16th April, 1990
The feet were revolting. Closing ranks, they stood together, united. It was 1923, the year when nothing significant happened. The year before, on the other foot, was much more interesting. That was the year of Splon, when a football team from Sicily introduced athelete's foot and cholera into the country, producing running sores and heiroglyphs of the egyptian-type mummy foot. All ensuing Charlestons were cancelled. Cuniform took over, and the feet marched in unison once more. United with a common stack frame, the thread wove its way through the cache, twisting first one way, and then the other, until, in 1924, Chuck Berry reintroduced the twist and was locked up for it.
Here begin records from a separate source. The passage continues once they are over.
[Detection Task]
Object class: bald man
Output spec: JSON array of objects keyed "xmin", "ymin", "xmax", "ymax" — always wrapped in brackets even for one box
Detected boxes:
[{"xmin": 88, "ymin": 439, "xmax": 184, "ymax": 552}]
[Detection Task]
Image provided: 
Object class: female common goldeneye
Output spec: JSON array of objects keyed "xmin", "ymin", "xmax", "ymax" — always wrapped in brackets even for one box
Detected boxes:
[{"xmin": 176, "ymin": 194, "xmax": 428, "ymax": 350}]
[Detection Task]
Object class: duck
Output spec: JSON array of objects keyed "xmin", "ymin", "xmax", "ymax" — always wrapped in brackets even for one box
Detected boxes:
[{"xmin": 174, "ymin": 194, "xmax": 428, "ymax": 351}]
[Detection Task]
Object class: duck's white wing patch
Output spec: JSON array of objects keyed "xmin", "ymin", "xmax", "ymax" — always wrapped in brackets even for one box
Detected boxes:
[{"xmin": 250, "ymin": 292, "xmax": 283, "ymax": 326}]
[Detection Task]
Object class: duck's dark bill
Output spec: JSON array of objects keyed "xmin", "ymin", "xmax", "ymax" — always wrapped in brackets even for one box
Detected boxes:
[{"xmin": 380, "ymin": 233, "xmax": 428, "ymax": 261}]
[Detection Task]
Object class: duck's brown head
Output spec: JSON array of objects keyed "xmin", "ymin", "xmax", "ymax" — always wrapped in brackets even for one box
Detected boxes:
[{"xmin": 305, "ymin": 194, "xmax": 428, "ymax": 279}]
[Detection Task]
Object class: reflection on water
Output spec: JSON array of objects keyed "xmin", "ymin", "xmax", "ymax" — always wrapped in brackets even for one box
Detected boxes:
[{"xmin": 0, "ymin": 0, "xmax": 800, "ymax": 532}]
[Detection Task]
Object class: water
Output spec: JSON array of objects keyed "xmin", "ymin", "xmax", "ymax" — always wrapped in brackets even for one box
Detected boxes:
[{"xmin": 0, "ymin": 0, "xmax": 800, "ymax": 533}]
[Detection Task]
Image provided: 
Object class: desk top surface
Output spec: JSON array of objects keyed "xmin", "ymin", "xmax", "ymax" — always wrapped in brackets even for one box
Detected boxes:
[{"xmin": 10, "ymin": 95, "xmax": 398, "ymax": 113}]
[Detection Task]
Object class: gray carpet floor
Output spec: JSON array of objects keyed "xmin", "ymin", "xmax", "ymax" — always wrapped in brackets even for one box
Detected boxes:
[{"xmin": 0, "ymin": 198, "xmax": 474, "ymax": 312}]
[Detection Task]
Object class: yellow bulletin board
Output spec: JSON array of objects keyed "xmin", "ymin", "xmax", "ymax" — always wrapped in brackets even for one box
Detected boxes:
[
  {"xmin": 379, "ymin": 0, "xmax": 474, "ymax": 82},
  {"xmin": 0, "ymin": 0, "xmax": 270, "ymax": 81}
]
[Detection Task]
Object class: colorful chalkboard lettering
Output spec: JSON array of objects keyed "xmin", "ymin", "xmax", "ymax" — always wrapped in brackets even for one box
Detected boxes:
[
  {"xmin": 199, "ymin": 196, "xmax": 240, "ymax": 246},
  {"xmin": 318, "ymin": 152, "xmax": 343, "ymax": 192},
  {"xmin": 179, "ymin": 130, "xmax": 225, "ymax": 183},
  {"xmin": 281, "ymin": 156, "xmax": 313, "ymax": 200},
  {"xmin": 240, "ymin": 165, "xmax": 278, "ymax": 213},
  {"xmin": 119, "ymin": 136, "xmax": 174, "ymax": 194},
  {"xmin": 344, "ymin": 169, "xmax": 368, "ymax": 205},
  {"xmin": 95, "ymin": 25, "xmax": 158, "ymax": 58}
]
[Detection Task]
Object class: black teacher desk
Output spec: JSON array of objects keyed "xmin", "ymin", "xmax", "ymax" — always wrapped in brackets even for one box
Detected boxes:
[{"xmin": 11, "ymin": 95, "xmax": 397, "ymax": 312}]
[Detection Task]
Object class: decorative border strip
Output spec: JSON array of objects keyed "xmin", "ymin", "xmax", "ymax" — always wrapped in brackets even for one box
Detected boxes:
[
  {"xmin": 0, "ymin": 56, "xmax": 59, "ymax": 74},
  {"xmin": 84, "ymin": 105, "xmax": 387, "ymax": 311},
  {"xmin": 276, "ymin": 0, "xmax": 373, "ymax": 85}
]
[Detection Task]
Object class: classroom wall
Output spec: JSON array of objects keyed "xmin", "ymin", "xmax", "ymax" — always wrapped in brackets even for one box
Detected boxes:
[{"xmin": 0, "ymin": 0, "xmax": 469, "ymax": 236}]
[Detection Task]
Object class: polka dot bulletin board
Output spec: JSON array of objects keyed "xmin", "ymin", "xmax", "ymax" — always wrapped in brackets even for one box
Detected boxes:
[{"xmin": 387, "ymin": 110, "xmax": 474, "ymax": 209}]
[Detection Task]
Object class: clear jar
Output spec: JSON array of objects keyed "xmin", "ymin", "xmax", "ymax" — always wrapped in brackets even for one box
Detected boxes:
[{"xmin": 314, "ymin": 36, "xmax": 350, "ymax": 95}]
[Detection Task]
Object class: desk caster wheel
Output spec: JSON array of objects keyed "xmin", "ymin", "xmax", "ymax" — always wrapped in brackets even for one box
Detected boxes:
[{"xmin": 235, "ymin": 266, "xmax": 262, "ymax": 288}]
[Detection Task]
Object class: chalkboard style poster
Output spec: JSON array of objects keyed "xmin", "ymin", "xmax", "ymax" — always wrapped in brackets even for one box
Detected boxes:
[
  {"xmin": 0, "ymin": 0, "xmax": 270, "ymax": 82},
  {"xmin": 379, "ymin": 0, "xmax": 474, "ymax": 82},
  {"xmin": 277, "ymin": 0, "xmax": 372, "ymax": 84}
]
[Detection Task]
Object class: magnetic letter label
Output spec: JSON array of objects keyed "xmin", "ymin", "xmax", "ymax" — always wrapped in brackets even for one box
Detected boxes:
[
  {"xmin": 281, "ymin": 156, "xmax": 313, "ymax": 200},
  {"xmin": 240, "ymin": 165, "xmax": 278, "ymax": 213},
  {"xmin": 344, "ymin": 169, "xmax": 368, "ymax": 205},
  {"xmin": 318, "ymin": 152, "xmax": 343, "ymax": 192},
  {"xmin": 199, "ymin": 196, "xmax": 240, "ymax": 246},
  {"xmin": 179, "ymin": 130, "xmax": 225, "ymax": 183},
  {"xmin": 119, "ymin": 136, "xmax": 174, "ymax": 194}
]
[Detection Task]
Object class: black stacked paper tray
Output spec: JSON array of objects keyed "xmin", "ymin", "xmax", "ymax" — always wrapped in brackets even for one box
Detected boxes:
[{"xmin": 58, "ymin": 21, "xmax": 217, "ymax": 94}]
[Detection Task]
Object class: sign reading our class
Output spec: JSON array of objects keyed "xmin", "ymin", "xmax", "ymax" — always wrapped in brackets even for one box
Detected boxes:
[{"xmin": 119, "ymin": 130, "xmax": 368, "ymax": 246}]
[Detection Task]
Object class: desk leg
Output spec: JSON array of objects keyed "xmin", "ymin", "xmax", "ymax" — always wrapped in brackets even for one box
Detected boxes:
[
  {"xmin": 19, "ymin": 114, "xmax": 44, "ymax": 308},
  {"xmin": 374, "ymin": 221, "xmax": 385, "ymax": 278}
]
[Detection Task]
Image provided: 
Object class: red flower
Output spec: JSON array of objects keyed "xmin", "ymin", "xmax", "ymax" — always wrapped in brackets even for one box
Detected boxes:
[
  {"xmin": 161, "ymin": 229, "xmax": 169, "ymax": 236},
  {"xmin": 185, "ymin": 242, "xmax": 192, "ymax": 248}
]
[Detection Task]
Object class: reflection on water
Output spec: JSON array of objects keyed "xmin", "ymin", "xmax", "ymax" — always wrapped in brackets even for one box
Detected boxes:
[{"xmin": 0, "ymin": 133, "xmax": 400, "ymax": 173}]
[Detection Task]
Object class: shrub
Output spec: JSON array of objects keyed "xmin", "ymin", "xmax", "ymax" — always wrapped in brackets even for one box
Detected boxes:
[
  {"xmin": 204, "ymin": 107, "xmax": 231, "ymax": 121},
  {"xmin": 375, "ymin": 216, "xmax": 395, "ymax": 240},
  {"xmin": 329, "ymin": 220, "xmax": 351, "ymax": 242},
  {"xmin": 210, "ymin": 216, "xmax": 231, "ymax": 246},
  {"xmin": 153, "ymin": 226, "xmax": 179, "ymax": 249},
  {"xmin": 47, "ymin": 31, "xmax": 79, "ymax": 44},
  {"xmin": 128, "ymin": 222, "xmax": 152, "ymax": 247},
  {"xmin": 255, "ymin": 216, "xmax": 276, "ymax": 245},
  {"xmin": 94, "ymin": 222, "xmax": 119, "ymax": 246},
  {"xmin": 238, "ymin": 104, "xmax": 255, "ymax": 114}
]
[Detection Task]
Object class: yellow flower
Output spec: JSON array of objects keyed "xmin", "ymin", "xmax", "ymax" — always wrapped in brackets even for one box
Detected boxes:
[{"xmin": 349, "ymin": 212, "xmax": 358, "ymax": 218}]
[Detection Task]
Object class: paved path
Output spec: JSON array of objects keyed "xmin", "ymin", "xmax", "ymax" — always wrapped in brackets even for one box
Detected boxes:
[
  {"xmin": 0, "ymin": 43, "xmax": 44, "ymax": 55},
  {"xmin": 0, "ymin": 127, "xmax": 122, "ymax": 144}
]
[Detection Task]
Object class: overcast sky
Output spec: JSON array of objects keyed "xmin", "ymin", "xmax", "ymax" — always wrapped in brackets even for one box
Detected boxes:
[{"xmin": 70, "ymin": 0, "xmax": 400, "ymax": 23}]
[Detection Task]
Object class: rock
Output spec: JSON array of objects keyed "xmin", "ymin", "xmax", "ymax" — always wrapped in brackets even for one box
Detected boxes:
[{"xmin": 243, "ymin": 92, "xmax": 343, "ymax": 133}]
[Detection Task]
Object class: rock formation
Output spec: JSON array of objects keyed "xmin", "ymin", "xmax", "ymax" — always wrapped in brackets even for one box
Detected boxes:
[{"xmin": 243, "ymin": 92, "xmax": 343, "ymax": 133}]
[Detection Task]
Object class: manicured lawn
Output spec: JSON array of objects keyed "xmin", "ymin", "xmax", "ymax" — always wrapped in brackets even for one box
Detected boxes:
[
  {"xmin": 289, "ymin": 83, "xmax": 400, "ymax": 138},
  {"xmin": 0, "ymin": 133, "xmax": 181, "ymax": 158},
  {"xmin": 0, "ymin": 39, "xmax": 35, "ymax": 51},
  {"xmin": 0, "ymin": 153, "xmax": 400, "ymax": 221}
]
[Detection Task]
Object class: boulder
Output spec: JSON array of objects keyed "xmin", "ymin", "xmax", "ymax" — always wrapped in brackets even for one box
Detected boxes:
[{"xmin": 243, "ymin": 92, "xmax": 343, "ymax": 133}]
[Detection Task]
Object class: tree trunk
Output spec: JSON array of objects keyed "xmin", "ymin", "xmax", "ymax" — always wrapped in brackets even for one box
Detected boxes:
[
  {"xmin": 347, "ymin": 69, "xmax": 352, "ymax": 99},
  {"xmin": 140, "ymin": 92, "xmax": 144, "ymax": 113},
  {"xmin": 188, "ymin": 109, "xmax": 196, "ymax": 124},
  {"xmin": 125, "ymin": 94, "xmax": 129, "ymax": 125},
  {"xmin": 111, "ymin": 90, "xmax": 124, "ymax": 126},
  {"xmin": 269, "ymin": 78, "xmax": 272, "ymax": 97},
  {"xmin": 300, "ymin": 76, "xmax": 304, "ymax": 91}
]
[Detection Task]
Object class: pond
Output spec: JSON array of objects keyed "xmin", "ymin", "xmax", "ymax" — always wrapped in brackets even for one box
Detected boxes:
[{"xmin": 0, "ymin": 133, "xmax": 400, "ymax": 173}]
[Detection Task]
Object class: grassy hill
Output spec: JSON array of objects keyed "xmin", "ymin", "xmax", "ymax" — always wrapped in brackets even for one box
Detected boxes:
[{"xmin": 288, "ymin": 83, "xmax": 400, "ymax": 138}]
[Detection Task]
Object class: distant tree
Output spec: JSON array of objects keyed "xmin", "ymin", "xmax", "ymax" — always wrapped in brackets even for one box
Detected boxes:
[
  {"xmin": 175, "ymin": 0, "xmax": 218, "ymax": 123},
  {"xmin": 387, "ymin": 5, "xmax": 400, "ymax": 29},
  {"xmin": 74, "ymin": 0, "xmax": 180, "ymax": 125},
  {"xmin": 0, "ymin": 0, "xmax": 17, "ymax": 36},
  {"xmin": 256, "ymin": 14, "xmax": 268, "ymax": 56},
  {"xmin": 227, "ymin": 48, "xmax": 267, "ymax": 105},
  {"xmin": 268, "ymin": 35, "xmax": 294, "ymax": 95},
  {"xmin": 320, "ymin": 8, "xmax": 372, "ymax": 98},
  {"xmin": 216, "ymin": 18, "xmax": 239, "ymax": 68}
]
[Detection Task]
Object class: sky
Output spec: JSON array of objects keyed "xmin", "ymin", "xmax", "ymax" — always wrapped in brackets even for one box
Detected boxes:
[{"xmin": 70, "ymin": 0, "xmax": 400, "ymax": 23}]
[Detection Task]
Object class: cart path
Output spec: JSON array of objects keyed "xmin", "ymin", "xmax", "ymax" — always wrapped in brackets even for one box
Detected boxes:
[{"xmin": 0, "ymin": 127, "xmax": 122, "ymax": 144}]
Beryl's nightdress was aflame. The acetylene bottle was empty so Beryl and Anja used the nightdress to weld the aeroplane's wing back onto the foot. Hermes could fly again! It was the miracle the Gods had been praying for. The foot was unimpressed, however. A demarcation dispute was brewing in the teapot whilst Sir Mervyn Moncrieff, A.S.A.P, R.S.V.P, O.B.E, R.I.S.C, A.D.F.A, B.A.R, R.A.D.A.R (an undergraduate) stood reciting the reticent and resplendent Sword of Damocles, admiring its gems and bronze scabbard, when it fell on his foot.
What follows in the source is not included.